Description
This model is a Named Entity Recognition (NER) model focused on financial numeric items. It identifies 7 numeric financial entities from diverse 10-Q and 10-K reports. These entities are annotated using eXtensible Business Reporting Language (XBRL) tags.

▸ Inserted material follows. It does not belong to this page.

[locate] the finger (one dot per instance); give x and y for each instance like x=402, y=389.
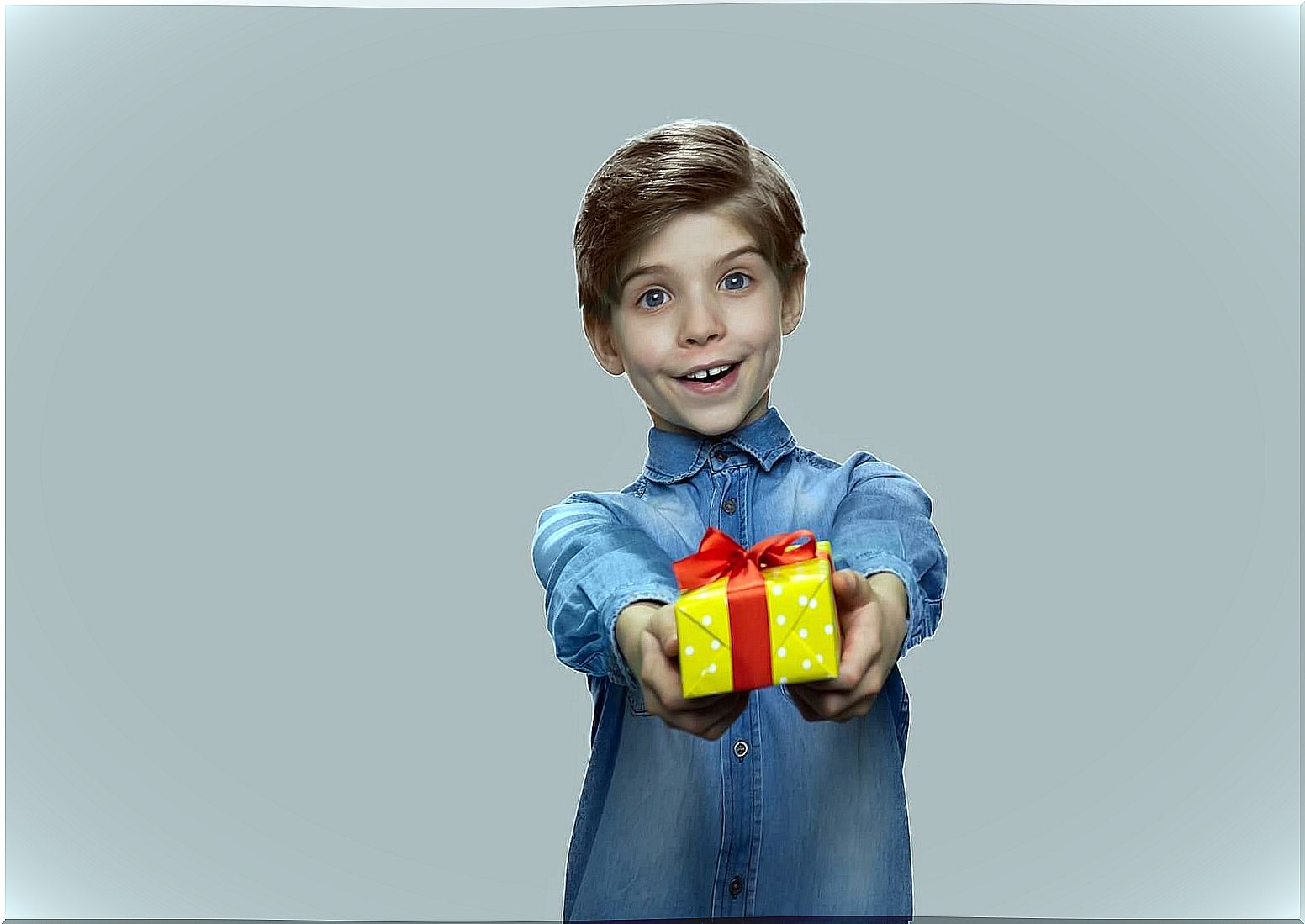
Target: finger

The annotation process primarily targets numerical tokens, and the context plays a crucial role in accurately assigning the appropriate entity type from the 139 most common financial entities available in the dataset.
Predicted Entities
NumberOfReportableSegments
, RevenueFromContractWithCustomerExcludingAssessedTax
, ContractWithCustomerLiabilityRevenueRecognized
, CumulativeEffectOfNewAccountingPrincipleInPeriodOfAdoption
, NumberOfOperatingSegments
, RevenueFromRelatedParties
, RevenueFromContractWithCustomerIncludingAssessedTax
How to use
documentAssembler = nlp.DocumentAssembler() \
.setInputCol("text") \
.setOutputCol("document")
sentence = nlp.SentenceDetector() \
.setInputCols(["document"]) \
.setOutputCol("sentence")
tokenizer = nlp.Tokenizer()\
.setInputCols(["sentence"])\
.setOutputCol("token")\
.setContextChars(['.', ',', ';', ':', '!', '?', '*', '-', '(', ')', '”', '’', '$','€'])

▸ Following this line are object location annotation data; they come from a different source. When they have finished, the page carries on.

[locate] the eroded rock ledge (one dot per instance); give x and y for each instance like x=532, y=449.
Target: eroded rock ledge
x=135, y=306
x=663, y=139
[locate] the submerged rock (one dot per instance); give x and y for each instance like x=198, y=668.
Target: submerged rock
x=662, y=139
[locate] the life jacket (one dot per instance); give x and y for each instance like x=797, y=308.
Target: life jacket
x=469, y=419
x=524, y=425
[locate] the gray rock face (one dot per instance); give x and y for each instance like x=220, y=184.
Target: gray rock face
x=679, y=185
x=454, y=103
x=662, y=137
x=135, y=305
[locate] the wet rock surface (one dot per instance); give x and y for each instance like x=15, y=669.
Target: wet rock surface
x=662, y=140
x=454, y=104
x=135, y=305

embeddings = nlp.BertEmbeddings.pretrained("bert_embeddings_sec_bert_base","en") \
.setInputCols(["document", "token"]) \
.setOutputCol("embeddings")\
.setMaxSentenceLength(512)
nerTagger = finance.NerModel.pretrained('finner_10q_xbrl_lg_revenue', 'en', 'finance/models')\
.setInputCols(["sentence", "token", "embeddings"])\
.setOutputCol("ner")
pipeline = nlp.Pipeline(stages=[documentAssembler,
sentence,
tokenizer,
embeddings,
nerTagger
])
text = "In addition , during the first quarter of 2016 , the Company made the decision to divide the Southeast Florida operating division into two operating segments to maximize operational efficiencies given the continued growth of the division ."

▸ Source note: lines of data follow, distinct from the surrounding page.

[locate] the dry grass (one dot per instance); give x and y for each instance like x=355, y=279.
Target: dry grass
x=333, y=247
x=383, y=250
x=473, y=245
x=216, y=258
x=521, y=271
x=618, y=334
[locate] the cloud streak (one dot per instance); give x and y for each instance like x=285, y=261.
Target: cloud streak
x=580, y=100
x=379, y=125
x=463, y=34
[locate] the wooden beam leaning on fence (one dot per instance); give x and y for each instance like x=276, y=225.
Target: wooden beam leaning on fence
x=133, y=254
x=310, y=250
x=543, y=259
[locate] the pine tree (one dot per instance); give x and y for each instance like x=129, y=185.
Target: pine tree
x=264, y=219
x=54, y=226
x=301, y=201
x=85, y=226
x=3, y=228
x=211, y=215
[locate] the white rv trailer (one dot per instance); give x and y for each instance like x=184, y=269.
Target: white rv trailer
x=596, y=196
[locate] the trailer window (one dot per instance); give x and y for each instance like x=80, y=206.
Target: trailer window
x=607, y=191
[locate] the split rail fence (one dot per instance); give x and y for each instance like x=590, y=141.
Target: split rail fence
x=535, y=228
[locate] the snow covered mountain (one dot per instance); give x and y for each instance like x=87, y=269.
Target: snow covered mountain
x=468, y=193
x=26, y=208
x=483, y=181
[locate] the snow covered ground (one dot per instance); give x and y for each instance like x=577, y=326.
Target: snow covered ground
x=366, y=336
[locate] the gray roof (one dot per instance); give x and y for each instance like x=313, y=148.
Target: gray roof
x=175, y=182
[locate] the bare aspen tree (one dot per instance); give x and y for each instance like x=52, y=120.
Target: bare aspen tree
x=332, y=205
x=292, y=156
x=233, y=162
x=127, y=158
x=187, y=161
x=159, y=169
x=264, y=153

df = spark.createDataFrame([[text]]).toDF("text")
fit = pipeline.fit(df)
result = fit.transform(df)
result_df = result.select(F.explode(F.arrays_zip(result.token.result,result.ner.result, result.ner.metadata)).alias("cols"))\
.select(F.expr("cols['0']").alias("token"),\
F.expr("cols['1']").alias("ner_label"),\
F.expr("cols['2']['confidence']").alias("confidence"))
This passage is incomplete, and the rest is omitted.